“She walks in beauty, like the night.”–Lord Byron
“Walking the Beauty Way.” -Navajo
I stand in my Mother’s shoes–a few sizes too big for me.
Mother is dead and gone. She has passed over.
I stand in my sister’s shoes–a few sizes too big for me.
Julia is dead and gone. She has passed over.
My Mother had her own path, the path of the matriarch.
Her path made more fragrant with flowers, more buoyant with birds,
more flavorful with banquets, softer and warmer with comforters and quilts,
more beautiful with painted landscapes.
My sister had her own path–the path of the matriarch.
Mother of family. Mother of scientific experimentation.

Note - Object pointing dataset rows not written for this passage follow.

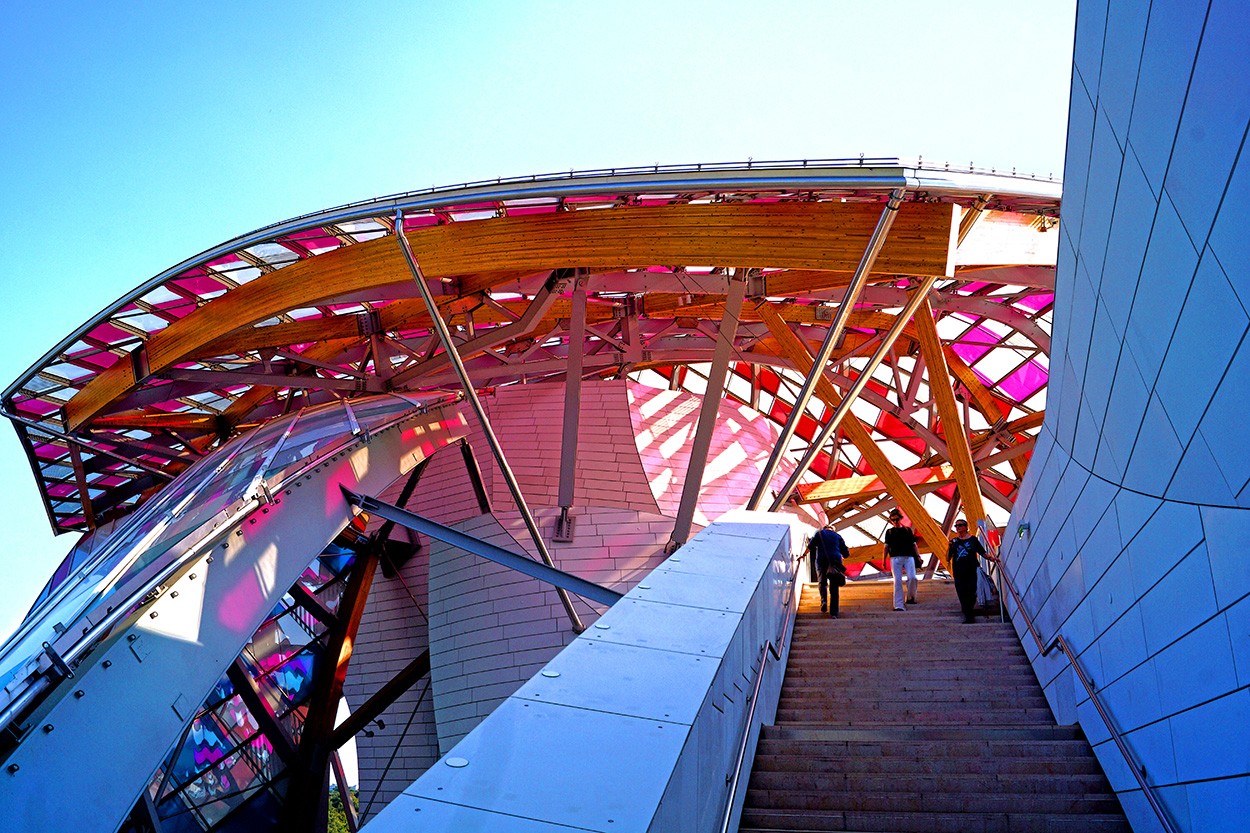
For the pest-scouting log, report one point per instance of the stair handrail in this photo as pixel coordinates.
(770, 652)
(1060, 642)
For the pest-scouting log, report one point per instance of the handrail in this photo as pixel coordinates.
(1060, 642)
(769, 652)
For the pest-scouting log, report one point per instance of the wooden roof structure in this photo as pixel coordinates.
(323, 307)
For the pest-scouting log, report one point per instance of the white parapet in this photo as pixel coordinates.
(634, 726)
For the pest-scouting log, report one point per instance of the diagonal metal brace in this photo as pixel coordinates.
(523, 564)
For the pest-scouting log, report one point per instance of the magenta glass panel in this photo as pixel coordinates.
(228, 262)
(970, 353)
(100, 359)
(1036, 302)
(109, 334)
(531, 209)
(36, 407)
(1025, 380)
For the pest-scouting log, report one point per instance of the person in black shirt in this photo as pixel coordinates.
(828, 549)
(961, 553)
(900, 548)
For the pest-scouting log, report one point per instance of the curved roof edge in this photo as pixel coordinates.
(860, 174)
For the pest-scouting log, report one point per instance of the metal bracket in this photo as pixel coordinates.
(564, 527)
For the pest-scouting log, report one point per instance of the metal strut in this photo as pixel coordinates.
(835, 332)
(554, 575)
(861, 380)
(449, 347)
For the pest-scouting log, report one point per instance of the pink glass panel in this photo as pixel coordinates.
(1025, 380)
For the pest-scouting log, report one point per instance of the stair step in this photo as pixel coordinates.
(758, 821)
(936, 801)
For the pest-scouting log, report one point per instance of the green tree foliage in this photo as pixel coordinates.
(338, 817)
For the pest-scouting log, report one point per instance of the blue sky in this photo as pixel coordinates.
(135, 135)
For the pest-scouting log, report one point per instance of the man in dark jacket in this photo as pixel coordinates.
(963, 553)
(828, 549)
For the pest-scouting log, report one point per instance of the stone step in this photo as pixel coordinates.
(911, 691)
(769, 821)
(904, 722)
(868, 701)
(996, 782)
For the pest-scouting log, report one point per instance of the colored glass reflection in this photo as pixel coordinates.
(224, 768)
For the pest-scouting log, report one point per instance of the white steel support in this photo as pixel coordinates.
(835, 332)
(708, 412)
(449, 347)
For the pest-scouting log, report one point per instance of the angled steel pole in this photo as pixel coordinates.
(844, 407)
(571, 404)
(826, 348)
(708, 412)
(449, 347)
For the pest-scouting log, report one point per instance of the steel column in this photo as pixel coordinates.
(708, 413)
(835, 332)
(449, 347)
(861, 380)
(571, 405)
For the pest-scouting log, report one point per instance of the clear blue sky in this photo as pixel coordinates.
(134, 135)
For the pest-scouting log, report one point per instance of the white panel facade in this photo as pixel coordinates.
(488, 628)
(1136, 500)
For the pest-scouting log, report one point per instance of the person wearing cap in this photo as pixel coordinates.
(903, 552)
(828, 548)
(961, 554)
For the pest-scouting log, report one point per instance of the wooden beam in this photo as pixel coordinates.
(956, 439)
(983, 399)
(798, 353)
(814, 235)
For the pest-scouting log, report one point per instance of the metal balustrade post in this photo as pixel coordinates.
(835, 332)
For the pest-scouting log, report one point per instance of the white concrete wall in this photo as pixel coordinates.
(1138, 493)
(635, 724)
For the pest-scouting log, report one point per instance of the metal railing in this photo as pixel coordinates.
(771, 652)
(1060, 642)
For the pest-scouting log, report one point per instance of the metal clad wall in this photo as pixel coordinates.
(1138, 497)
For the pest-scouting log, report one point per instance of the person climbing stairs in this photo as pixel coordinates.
(913, 722)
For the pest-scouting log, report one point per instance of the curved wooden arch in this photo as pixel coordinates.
(800, 235)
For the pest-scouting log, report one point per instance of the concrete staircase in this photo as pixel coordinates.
(914, 722)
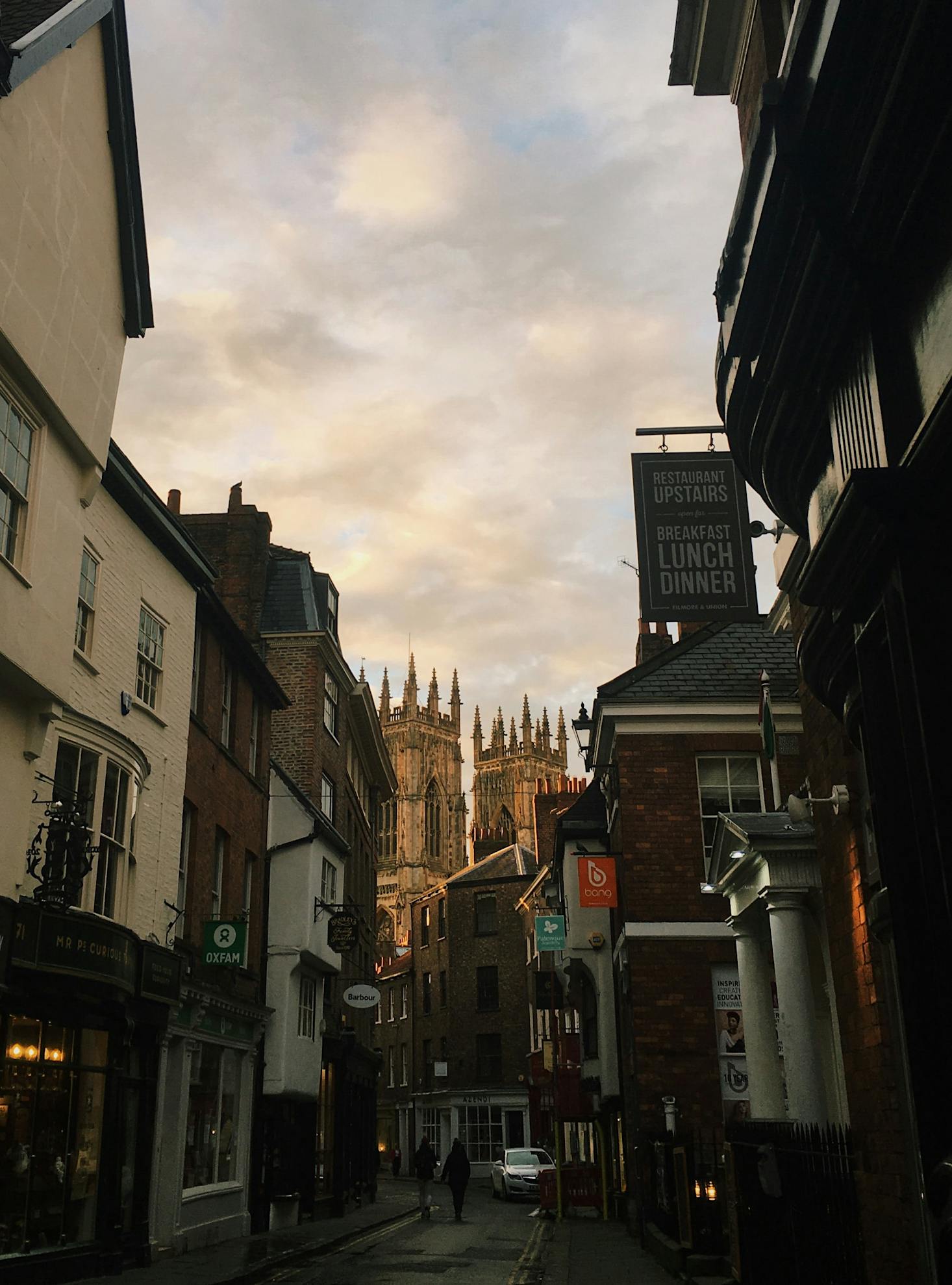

Mother of peace and social justice for women and minorities.
Her work walks on. Walks on the path she trod.
She sees her work still from the other side.
I have my own path. I am Mother of art and culture.
I wear my own shoes. I am stepping out.
Stepping out into a world my words comfort and strengthen.
My shoes are just the right size for me.
My shoes fly with wings on their heels. I am like Mercury, the messenger god.
I make my own heartfelt additions to the path of my mother; to the path of my sister.
I walk forward, the path trod by the feet of the past underneath my feet as I stride into the future.
I own my path, my path of words, forged from lifetimes of listening.
Now, I speak these words, write these words, and they march out into the world.
Brave, head held up high, making a path of their own.
Rose petals line my shoes. Rose petals warm and anoint my feet,
soothe my fears, and return me to a safe center.
A new place to walk from and work from everyday.